L’obiezione è nota: tutto vero, ma è anche vero che, in nome della famosa “responsabilità”, la sinistra ha donato sangue con esiti non proprio vantaggiosi.
Dopo Monti il Pd si è schiantato, dopo Draghi pure. Mentre la sinistra faceva da stampella del sistema, gli altri macinavano voti sulla protesta, Giorgia Meloni compresa. Si potrebbe contro-obiettare facilmente che tra il non assumersi la responsabilità e fare la stampella ci sono infinite sfumature che attengono alla politica.

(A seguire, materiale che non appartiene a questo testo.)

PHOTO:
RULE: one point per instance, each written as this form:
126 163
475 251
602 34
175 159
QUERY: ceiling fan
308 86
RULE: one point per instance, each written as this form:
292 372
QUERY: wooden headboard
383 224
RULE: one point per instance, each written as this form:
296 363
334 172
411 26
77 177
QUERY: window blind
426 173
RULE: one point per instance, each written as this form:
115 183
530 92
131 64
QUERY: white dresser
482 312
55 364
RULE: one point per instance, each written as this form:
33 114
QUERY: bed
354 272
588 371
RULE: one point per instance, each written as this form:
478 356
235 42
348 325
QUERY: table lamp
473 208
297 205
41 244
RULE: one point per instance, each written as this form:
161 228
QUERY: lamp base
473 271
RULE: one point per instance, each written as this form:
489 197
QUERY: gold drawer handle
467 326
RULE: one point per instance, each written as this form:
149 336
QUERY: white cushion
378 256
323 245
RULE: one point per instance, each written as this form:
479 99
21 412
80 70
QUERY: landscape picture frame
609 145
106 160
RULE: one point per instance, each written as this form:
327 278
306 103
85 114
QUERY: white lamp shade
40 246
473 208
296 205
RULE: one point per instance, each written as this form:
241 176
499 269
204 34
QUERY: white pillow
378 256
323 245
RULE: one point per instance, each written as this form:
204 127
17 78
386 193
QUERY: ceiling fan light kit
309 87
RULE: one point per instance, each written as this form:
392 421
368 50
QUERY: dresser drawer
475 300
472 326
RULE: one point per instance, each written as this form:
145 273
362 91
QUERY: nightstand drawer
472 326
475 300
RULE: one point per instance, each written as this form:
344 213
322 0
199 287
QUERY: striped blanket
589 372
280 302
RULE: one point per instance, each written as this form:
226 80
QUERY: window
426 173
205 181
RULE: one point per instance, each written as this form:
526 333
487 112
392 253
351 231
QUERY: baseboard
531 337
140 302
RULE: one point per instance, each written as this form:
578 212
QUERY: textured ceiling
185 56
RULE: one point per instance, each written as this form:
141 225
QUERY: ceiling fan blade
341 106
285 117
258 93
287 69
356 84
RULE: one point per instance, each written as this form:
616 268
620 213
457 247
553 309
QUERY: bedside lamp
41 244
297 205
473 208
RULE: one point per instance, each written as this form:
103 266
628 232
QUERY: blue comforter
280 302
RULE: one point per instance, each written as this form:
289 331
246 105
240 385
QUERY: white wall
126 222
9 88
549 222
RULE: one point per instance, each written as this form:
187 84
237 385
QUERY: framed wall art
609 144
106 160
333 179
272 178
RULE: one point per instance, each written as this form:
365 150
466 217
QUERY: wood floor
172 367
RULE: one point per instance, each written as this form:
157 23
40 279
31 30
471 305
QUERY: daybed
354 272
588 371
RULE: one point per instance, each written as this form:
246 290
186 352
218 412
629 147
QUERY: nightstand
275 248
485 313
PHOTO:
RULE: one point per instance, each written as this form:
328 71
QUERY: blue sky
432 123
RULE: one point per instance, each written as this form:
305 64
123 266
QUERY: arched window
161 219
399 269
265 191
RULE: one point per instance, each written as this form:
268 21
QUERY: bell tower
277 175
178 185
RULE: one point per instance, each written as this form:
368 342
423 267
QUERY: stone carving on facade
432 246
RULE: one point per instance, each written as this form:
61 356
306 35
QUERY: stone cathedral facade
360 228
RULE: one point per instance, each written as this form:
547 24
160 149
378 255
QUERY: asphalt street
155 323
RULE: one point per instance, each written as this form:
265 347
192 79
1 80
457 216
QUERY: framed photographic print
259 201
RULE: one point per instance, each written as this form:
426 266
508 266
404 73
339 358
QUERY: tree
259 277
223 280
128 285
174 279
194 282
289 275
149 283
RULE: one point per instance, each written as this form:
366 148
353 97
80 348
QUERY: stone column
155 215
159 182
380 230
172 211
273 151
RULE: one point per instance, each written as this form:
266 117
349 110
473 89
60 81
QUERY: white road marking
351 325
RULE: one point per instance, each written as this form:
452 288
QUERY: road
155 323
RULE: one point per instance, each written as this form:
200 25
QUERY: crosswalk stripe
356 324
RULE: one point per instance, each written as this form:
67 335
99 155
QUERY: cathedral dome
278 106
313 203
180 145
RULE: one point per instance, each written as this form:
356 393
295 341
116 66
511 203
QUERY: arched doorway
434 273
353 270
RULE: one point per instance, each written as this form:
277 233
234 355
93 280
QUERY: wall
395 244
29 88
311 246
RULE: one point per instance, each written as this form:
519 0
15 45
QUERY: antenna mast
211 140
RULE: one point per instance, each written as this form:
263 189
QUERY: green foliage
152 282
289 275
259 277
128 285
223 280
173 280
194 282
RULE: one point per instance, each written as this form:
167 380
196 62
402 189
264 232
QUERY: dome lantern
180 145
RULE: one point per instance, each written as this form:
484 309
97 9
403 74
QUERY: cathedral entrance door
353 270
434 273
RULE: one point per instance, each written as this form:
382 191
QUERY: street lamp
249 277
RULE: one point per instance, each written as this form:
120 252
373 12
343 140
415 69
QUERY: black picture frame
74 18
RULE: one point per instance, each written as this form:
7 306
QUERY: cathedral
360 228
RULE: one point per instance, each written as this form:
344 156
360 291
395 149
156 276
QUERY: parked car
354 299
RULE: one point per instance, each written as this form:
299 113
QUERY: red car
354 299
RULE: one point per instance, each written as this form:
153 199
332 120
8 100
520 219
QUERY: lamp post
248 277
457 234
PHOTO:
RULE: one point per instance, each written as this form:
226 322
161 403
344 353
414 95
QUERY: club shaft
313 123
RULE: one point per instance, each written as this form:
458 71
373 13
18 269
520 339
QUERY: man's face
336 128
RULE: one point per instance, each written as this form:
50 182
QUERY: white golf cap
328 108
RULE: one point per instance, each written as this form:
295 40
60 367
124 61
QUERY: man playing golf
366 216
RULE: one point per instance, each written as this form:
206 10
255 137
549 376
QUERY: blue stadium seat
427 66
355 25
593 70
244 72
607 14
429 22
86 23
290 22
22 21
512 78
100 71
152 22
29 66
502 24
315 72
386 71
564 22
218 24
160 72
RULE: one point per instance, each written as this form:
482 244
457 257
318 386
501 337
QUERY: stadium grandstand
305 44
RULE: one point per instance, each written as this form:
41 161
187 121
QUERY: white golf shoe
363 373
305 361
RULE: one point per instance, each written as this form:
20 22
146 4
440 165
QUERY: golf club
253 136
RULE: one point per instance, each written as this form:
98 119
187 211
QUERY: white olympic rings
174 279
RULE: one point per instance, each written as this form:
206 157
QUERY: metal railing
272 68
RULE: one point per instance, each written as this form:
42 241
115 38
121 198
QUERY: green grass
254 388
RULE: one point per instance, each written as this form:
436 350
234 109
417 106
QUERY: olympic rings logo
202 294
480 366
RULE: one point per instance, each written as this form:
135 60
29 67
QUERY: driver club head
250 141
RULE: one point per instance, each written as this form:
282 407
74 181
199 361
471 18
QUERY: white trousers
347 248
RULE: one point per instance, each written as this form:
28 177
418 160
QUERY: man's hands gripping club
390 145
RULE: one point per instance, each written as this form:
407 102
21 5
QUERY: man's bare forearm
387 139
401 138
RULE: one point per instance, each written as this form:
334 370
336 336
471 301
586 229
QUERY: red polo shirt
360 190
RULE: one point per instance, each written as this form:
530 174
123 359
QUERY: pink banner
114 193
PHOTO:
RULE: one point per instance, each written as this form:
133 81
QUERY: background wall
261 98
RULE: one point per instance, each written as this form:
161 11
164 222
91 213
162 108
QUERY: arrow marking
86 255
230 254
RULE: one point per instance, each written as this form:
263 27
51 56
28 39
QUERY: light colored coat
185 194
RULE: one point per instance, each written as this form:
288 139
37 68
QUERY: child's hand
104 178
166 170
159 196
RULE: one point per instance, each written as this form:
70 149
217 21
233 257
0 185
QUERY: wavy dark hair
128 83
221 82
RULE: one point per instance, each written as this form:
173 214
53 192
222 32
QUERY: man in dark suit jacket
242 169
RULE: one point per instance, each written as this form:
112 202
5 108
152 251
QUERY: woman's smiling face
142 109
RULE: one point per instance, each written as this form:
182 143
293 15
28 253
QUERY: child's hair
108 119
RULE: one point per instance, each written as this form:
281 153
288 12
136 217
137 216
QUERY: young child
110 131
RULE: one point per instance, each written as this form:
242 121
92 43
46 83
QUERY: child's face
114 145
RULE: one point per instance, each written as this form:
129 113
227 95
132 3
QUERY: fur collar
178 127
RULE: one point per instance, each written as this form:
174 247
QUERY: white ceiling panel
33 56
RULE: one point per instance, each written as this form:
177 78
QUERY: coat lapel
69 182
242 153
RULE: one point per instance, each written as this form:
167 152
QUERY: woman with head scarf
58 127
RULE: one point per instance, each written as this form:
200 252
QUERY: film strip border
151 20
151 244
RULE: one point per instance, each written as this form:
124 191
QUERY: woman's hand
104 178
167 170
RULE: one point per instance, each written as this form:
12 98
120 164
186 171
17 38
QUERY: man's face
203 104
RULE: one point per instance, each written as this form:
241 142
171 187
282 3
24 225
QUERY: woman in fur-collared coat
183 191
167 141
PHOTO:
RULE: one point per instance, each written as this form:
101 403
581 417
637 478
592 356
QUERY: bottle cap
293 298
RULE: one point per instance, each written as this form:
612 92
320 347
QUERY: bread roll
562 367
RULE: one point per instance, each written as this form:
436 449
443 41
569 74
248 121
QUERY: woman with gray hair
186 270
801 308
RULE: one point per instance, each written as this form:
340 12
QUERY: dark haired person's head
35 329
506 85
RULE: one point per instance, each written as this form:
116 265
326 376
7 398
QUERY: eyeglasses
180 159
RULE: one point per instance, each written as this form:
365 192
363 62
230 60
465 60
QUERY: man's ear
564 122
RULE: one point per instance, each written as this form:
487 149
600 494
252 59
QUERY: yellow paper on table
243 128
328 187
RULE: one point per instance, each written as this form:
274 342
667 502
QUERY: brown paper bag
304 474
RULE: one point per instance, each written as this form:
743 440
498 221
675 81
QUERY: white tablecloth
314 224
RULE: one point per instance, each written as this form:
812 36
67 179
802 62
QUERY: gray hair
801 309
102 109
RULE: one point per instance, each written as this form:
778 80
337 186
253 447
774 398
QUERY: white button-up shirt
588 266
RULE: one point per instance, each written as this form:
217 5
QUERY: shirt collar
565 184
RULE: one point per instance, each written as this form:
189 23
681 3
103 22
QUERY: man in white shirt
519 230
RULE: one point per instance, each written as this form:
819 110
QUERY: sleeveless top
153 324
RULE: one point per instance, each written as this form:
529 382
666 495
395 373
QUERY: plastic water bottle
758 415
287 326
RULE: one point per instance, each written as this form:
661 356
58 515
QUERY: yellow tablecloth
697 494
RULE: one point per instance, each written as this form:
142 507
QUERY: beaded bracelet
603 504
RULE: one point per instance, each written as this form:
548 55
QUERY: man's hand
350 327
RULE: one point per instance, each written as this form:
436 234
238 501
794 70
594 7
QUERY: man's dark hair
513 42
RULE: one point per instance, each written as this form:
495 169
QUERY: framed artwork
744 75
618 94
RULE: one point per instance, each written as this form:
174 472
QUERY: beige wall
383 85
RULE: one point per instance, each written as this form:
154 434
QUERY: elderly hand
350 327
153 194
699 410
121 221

SERGIO MATTARELLA GIORGIA MELONI
Perché essere un partito con cultura istituzionale non significa, come accaduto, essere per forza subalterni a chi ti porta a governo. In fondo così è stato da parecchio tempo a questa parte, e non solo con i “governi del presidente”. Vai alla voce, ad esempio: Conte 2.
Sia come sia, ora questa storia è a un giro di pagina. Il Pd non è più il partito del Colle, nel senso che di quel rapporto sono mutati i fondamentali di cultura politica.
Innanzitutto viene da chiedersi se ci sia ancora una interlocuzione, fatta di contatti informali, di approfondimenti comuni, di uno scambio di vedute. […] la sensazione è che Elly Schlein, che si è messa a fare Meloni con Meloni, di questo rapporto sembra non avvertire il bisogno, diversamente dai suoi predecessori.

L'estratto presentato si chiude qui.